Vinitaly 2022 09 Apr 2022 19:05

ABRUZZO AL VINITALY CON LA STORIA: TREBBIANO E MONTEPULCIANO, I NETTARI PREGIATI DELLA TERRA DI OVIDIO

uva vigneto villamagna

SULMONA – Il vino è un fondamento storico del Mediterraneo, il segno maggiormente visibile e distintivo della civiltà fiorita nel primo millennio a.C. per opera dei greci e diffusa poi dall’impero romano. Uno dei primi nettari d’eccellenza menzionati già nei papiri egizi risalenti al III sec. a.C. è l’Hadrianum, il vino prodotto nell’ager Praetutianum, situato a sud della zona picena che comprendeva, così come oggi, il territorio della splendida città di Atri, in provincia di Teramo. A rendere merito a questo territorio dell’Abruzzo è stato lo storico greco Polibio, vissuto tra il 205 e il 123 a.C., che evoca l’area Piceno – Aprutina per la qualità dei suoi vini.

Più tardi, nel II libro degli Amores (16, 1 – 10) firmato dal sulmonese Publio Ovidio Nasone, che descrive la natia area peligna come terra ferax Ceresis, multoque feracior uvae (ovvero fertile di grano e ancor più di uva), il bianco Trebulanum, ovvero il Trebbiano d’Abruzzo entrerà a pieno titolo nella storia della Roma caput vini.

“Volli spesso smorzare il mio fuoco con il vino, ma l’ebbrezza accresceva ed era fuoco nel mio fuoco”: con questo alato verso il lascivus cantore elegiaco, perfetto interprete della salottiera Roma imperiale, sublimava la convergenza tra i ricchi grappoli della sua terra e il fuoco, elemento naturale che unisce il calore del mondo alla passione e all’ardore degli uomini.

Da Ovidio in poi, dunque, il vinum e Bacco (il dio romano che gli antichi credevano generato due volte, la prima da Semele, la dea della Terra, e la seconda dalla coscia di Zeus) diventano i vigorosi simboli dell’Urbe, non tanto per bontà o virtù ma, de jure et de facto, in quanto le legioni dell’imperator et divus Augustus obbligavano tutti i popoli sottomessi a piantare la sacra vitis vinifera prima di ogni altra coltura. Un vincolo, questo, frutto soprattutto di un sotteso e mirato calcolo politico: la vite, infatti, era l’emblema della forza, della durata e della stabilità dell’occupante.

Prima di Gaio Giulio Cesare Ottaviano, a rendere onore a quel vino che oggi è divenuto il vero ambasciatore nel mondo della regione verde d’Europa, ovvero al rosso Montepulciano d’Abruzzo è stato Annibale Barca.
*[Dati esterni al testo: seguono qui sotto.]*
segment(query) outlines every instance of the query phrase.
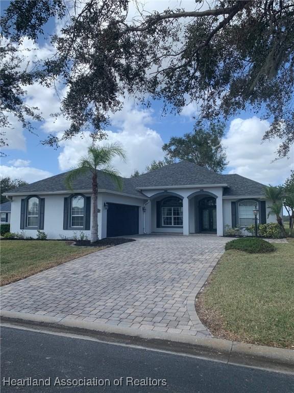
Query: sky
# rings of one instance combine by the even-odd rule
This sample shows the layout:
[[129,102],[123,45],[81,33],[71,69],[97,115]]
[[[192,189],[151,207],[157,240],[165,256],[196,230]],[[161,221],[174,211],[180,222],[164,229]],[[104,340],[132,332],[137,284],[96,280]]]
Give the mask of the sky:
[[[9,3],[2,0],[2,11]],[[176,0],[145,1],[145,9],[162,11],[175,3],[179,5]],[[194,2],[186,0],[181,5],[190,9]],[[53,19],[47,24],[45,31],[53,34],[60,27],[60,22]],[[26,59],[30,61],[45,59],[54,53],[50,42],[42,38],[35,43],[24,37],[21,49]],[[24,62],[23,67],[26,63]],[[57,88],[61,95],[66,92],[64,86]],[[32,183],[74,167],[81,157],[86,155],[90,139],[86,133],[83,139],[76,137],[62,142],[57,150],[42,145],[40,140],[49,134],[61,135],[68,123],[64,118],[55,120],[51,116],[59,107],[59,99],[53,88],[36,83],[26,90],[27,103],[38,106],[44,120],[35,123],[35,134],[32,134],[10,116],[13,127],[6,129],[9,146],[4,149],[7,156],[1,160],[0,175]],[[180,115],[163,116],[160,101],[154,102],[148,109],[137,106],[131,97],[127,97],[124,102],[122,110],[111,115],[111,125],[106,131],[107,142],[119,142],[127,151],[126,162],[115,159],[113,163],[124,177],[129,177],[135,169],[144,171],[153,160],[162,159],[163,143],[172,136],[181,136],[193,130],[193,116],[197,115],[197,110],[192,104],[185,107]],[[229,119],[223,140],[229,165],[224,173],[238,173],[264,184],[284,182],[290,170],[294,169],[293,149],[288,158],[275,160],[280,141],[262,141],[269,125],[249,111]]]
Nel 216 a.C., transitando lungo gli itinera callium, all’indomani della vittoria di Canne ottenuta proprio sui Romani, il leggendario generale cartaginese usò il nettare rosso rubino prodotto nella futura Regio IV Samnium per curare e guarire i suoi cavalli dalla scabbia ristorando, nel contempo, le gole assetate delle sue milizie polverose ed elogiando, di fatto, le proprietà salutistiche proprie del Montepulciano.

Dal bianco Trebulanum al rosso Montepulciano la strada è breve, anzi brevissima: secondo alcune testimonianze, infatti, il vitigno a bacca bianca preferito da Ovidius Naso, pur essendo santificato dalle enciclopedie del vino come fresco liquido giallo paglierino, dal vinoso profumo delicato, gradevole e dal sapore asciutto, sapido, vellutato e soprattutto armonico non era considerato di gran pregio e veniva bollato come il “vino dei soldati”, visto il grande successo che riscuoteva tra i graduati di truppa dell’esercito romano.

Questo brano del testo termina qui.